Aos 49 anos e depois de sete Jogos e 16 medalhas paralímpicas, Xavi Torres, nadador espanhol que usou um prémio conquistado por Cristiano Ronaldo para brincar com a sua deficiência, escolheu a Madeira para se despedir da competição.
“Vivo em Maiorca, uma ilha muito bonita como a Madeira. É aqui que me vou despedir da competição”, contou à agência Lusa um dos mais medalhados paralímpicos espanhóis, que nasceu sem braços e sem pernas (síndrome de tetra-amelia), e que pratica natação desde os 10 anos.
Em 2016, quando Cristiano Ronaldo recebeu o segundo dos seus três prémios de melhor jogador do ano da UEFA - uma estatueta sem braços, nem pernas -, o espanhol publicou no Twitter uma foto do futebolista com a frase: “Vejo que nada mudou, aqui estou eu nas mãos de Cristiano Ronaldo”.
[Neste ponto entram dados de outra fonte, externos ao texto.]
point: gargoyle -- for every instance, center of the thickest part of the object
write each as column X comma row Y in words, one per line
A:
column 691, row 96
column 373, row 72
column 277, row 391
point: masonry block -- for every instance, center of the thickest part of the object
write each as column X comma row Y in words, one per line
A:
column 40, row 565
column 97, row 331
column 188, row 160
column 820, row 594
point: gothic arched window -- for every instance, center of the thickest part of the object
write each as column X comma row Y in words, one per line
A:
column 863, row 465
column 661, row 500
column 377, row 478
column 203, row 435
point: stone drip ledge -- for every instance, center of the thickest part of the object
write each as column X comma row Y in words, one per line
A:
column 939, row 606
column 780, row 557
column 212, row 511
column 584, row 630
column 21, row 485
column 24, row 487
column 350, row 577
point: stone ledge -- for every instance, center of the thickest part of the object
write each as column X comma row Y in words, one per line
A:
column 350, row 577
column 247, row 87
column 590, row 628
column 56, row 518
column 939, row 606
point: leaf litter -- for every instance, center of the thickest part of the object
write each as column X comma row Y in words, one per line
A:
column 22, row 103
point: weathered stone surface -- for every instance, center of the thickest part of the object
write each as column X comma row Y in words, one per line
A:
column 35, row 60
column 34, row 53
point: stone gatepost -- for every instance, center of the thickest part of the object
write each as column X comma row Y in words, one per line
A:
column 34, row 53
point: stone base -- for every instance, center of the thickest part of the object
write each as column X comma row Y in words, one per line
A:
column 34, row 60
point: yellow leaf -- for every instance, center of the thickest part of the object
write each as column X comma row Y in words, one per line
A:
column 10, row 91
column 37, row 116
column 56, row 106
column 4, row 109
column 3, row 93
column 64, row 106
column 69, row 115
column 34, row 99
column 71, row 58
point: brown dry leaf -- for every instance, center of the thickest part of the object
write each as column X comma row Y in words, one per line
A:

Um ano antes, Xavi Torres, que usa próteses nas pernas e não tem as extremidades dos braços, tinha feito um comentário semelhante, quando o prémio foi entregue ao argentino Lionel Messi: “Um momento! Sou só eu que acho que o troféu que o Messi tem na mão é muito parecido comigo? Exijo uma explicação”.
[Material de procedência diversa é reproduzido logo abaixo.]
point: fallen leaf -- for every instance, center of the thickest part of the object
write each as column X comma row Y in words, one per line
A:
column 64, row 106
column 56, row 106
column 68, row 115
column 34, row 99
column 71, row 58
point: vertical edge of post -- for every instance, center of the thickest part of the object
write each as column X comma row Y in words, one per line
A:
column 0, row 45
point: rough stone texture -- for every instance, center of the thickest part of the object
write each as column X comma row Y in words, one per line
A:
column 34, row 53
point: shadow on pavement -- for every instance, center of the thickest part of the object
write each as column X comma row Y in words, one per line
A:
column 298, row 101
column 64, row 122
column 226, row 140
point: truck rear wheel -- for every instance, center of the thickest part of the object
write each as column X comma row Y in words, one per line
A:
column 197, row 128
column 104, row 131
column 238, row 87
“O otimismo e o bom humor são essenciais na vida de toda a gente. Alguém com deficiência, que tem de procurar soluções a cada momento para as dificuldades que encontra, precisa ainda mais dessas características”, assume Xavi Torres, mostrando-se feliz com a evolução que tem visto no desporto de alta competição para pessoas com deficiência.
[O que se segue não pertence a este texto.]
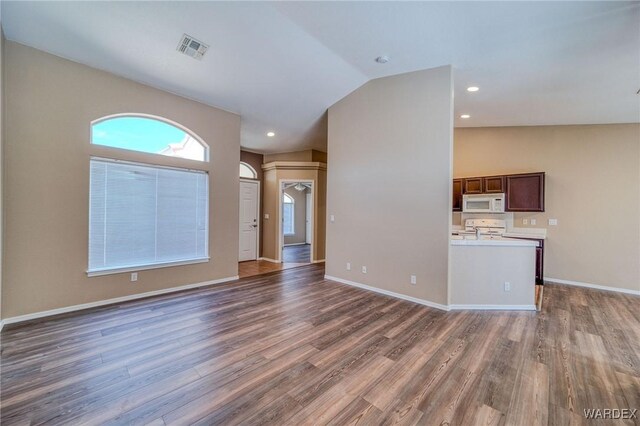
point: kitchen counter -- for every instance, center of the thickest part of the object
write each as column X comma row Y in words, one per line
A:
column 471, row 240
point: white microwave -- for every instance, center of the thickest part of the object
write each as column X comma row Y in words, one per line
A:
column 483, row 203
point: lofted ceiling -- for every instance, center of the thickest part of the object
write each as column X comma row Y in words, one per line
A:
column 280, row 65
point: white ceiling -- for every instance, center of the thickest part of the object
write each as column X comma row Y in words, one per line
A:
column 282, row 64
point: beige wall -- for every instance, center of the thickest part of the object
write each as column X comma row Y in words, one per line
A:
column 2, row 42
column 478, row 274
column 592, row 188
column 300, row 214
column 272, row 177
column 255, row 160
column 50, row 103
column 389, row 184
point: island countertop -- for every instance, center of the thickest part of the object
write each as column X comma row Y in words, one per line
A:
column 468, row 240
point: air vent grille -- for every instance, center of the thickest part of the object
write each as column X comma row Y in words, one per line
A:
column 192, row 47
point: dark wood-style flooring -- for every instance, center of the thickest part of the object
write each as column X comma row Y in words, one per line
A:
column 297, row 254
column 292, row 348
“Ando por aqui há muitos anos, e a evolução tem sido muita. Gosto de ver como os jovens têm cada vez oportunidades de crescerem como desportistas”, refere, mostrando-se honrado “por todas as experiências vividas no mundo da natação” e agradecendo aos pais que sempre o obrigaram “mais a procurar soluções do que a ver problemas”.
O adeus à competição, na qual também conseguiu medalhas e recordes continentais e mundiais, não vai afastar Xavi Torres, politólogo de formação e com um mestrado em direitos humanos, da natação, área na qual trabalha com atletas sem deficiência.
“Gostava de poder ajudar na preparação para os Jogos Paralímpicos Paris2024, e quero continuar a trabalhar com o grupo de natação pura, com o qual colaboro”, admite o nadador, que se estreou em Jogos Paralímpicos em Barcelona1992, o evento que elege como “o grande motor da mudança do desporto adaptado em Espanha”.
Vicente Javier Torres Jamis, que compete na categoria S5, publicou em 2019 uma biografia com o título "Sem medo de cair", na qual conta muitas aventuras de uma vida, entre as quais o desafio de bater o recorde mundial de nadar 24 horas seguidas, que concretizou em março de 2002.
O conterrâneo do tenista Rafael Nadal, de quem é amigo, refere que em 2012 decidiu deixar a competição, mas lembra que nessa altura nunca disse que seria uma despedida. Regressou sete anos depois, precisamente na Madeira, nos Europeus de 2021, adiados por um ano devido à pandemia de covid-19.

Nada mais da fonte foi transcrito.